4.Penolakan pasien untuk berpartisipasi dalam suatu studi sama sekali tidak boleh
mempengaruhi hubungan dokter-pasien.
5.Bila dokter menganggap esensial untu tidak meminta persetujuan setelah penjelasan maka
alasanya harus dicantumkan dalam protocol riset dan disampaikan kepada panitia yang
independen.
6.Dokter dapat mengkombinasikan riset kedokteran dengan pengobatan untuk mendapat
pengetahuan kedokteran yang baru, tetapi hanya bila riset ini mempunyai nilai diagnosis atau
terapeutik terhadap pasien yang bersangkutan.

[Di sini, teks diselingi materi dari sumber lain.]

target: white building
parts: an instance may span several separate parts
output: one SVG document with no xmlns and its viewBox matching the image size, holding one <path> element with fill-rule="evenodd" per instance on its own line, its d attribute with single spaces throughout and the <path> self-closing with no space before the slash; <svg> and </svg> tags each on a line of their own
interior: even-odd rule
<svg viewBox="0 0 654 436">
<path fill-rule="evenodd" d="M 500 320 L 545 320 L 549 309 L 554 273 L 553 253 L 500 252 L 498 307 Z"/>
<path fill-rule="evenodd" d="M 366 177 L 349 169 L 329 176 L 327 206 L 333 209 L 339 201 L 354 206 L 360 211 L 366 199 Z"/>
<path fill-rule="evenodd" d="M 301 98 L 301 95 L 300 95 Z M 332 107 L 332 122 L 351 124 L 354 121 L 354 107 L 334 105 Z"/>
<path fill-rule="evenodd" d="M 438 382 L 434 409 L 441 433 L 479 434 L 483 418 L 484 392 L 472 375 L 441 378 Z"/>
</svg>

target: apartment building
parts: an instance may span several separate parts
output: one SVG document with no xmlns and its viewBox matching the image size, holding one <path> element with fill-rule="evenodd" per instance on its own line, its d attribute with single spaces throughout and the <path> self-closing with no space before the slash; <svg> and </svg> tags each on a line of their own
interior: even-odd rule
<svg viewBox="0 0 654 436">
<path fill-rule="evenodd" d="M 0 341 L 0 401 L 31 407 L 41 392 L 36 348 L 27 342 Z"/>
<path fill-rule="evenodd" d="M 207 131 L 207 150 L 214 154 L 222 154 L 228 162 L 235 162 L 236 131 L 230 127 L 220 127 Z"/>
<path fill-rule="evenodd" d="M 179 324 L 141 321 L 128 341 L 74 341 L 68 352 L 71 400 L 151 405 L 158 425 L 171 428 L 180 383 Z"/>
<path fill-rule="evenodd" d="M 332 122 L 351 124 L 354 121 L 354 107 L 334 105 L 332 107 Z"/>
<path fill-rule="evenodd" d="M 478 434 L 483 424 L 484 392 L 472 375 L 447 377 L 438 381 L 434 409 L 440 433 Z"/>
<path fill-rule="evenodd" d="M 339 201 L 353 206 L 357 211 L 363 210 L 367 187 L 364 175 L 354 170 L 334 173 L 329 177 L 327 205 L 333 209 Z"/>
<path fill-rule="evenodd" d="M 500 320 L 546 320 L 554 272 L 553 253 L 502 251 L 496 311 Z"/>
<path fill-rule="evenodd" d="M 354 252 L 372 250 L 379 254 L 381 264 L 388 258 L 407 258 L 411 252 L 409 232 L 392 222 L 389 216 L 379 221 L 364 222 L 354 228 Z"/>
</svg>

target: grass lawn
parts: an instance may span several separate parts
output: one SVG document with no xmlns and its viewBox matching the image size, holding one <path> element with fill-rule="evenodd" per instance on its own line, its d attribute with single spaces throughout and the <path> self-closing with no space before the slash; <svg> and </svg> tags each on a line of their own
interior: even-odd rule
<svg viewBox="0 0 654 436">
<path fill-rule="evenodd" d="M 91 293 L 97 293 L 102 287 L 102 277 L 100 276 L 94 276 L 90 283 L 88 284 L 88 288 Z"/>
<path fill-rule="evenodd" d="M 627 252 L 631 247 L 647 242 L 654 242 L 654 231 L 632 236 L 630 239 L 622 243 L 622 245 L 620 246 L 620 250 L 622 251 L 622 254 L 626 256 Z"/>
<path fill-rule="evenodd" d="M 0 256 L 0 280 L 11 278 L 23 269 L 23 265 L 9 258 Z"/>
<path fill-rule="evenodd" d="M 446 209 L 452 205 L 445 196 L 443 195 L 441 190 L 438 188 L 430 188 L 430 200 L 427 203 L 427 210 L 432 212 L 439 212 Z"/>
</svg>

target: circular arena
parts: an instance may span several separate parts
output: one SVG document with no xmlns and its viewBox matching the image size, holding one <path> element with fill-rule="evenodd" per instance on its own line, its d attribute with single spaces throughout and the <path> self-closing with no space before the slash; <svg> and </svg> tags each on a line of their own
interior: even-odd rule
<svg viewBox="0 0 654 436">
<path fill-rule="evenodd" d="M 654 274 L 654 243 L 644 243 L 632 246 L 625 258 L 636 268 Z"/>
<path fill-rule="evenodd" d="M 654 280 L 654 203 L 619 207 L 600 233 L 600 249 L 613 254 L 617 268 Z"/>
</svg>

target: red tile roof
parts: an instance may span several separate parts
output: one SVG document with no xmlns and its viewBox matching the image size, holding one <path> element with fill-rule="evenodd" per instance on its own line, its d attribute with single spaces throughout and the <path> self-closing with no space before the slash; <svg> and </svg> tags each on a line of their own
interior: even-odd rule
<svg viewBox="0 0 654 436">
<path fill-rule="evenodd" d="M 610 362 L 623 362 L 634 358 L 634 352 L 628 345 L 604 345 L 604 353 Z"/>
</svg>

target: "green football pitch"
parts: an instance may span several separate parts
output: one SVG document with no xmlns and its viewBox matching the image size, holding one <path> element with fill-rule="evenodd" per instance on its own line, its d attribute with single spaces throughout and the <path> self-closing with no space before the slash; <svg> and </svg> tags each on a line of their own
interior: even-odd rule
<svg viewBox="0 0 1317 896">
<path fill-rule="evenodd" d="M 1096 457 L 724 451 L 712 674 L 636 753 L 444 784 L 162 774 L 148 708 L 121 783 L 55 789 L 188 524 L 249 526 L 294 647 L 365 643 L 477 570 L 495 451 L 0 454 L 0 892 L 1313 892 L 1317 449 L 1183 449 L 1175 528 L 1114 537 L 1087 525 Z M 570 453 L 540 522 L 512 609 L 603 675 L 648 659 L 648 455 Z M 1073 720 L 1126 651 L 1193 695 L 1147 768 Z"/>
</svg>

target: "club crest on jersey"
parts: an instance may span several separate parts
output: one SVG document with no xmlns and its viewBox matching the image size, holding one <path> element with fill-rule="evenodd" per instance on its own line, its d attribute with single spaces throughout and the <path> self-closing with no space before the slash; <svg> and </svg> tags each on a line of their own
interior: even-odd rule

Riset biomedik non terapeutik pada manusia (riset biomedik non klinik)
1.Dalam tugas biomedik pada manusia dengan tujuan ilmiah murni, adalah tugas dokter untuk
tetap menjadi pelindung nyawa dan kesehatan manusia yang diteliti.
2.Subjek harus sukarelawan, baik orang sehat atau pasien dimana disain penelitian tidak
berhubungan dengan penyakit yang diderita.
3.Penelitian atau kelompok peneliti harus menghentikan riset bila dipertimbangkan bahwa
riset dilajutkan akan membahayakan orang yang diteliti.
4.Dalam melakukan riset pada manusia, kepentingan ilmu pengetahuan atau kepentingan
masyarakat tidak boleh didahulukan daripada pertimbangan kesejahteraan subjek.